Man withdraws guilty plea to possessing gun that killed woman in Schenectady

James Porter will get another chance to defend himself against allegations that he possessed the Lor

James Porter will get another chance to defend himself against allegations that he possessed the Lorcin 9mm semiautomatic handgun used to kill Laurel Teer last year.

Acting Schenectady County Court Judge Richard Giardino acknowledged that he did not advise Porter that he would face post-release supervision following his plea of guilty to the charge of second-degree criminal possession of a weapon in April. The 28-year-old parolee from Schenectady was facing eight to 12 years in prison during his sentencing Friday, when the judge allowed him to withdraw his plea and sent the case to trial.

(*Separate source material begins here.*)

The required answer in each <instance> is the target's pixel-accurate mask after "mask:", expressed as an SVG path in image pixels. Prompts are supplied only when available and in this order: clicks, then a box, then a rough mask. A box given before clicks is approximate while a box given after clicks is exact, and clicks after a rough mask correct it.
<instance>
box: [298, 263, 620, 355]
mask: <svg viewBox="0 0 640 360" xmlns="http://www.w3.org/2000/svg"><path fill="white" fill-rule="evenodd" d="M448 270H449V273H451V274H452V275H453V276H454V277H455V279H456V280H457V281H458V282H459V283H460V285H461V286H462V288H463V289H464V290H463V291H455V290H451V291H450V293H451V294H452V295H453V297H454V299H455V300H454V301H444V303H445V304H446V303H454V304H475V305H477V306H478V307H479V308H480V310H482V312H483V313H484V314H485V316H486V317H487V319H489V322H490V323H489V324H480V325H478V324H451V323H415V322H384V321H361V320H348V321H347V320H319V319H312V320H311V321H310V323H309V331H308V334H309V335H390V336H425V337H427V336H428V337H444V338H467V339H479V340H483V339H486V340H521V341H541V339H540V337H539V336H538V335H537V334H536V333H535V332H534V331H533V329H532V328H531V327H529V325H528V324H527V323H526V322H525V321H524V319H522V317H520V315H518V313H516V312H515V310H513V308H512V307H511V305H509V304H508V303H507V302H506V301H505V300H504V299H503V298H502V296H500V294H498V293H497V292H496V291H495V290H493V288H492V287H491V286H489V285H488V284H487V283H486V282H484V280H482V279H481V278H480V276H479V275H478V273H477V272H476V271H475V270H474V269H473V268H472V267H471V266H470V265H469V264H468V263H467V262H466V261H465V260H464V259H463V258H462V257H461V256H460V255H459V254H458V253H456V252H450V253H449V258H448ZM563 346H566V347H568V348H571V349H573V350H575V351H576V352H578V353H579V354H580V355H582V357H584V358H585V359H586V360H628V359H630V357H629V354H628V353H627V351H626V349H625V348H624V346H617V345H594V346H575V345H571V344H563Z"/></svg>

“My understanding is that I did not advise you of the post release supervision, which is part of any sentence I would have given you,” he told Porter on Friday in County Court.

Assistant District Attorney Matthew Sypniewski did not object. Porter was ordered held without bail and advised his case will likely go to trial sometime within the next two months.

Porter is not accused of killing Teer, 41, who was shot once in the head during what appeared to be a botched robbery of the Eastern Avenue Deli and Grocery on June 7, 2009.

Less than a week after the shooting, Porter was a back-seat passenger in a vehicle stopped by Schenectady police in Hamilton Hill. At some point during the stop, police said they found him with the loaded handgun tucked in the waistband of his pants. Porter claimed he found the weapon in some bushes near Bridge Street and was planning to turn it in as part of a gun buyback program in Albany, but the operator of the program told investigators he was never contacted about the weapon.

During his guilty plea in April, Porter reaffirmed his position that he had nothing to do with Teer’s killing and that he told investigators all he knew. He also claimed prosecutors offered him as little as three years in state prison if he told them where the gun came from.

If convicted of the charge, Porter could be sentenced as a persistent offender and could face up to life in prison. Defense attorney Michael Mansion said his client isn’t deterred. “Mr. Porter has made it clear that he’s not interested in anything other than going to trial,” he said.

Prosecutors are waiting for the man suspected of shooting Teer to be extradited to Schenectady to face a second-degree murder charge. Wade McCommons, 25, remains detained at the federal transfer facility in Oklahoma City.

McCommons was serving the end of a federal prison sentence in Kentucky for violating the conditions of his parole on a weapons conviction when he waived extradition.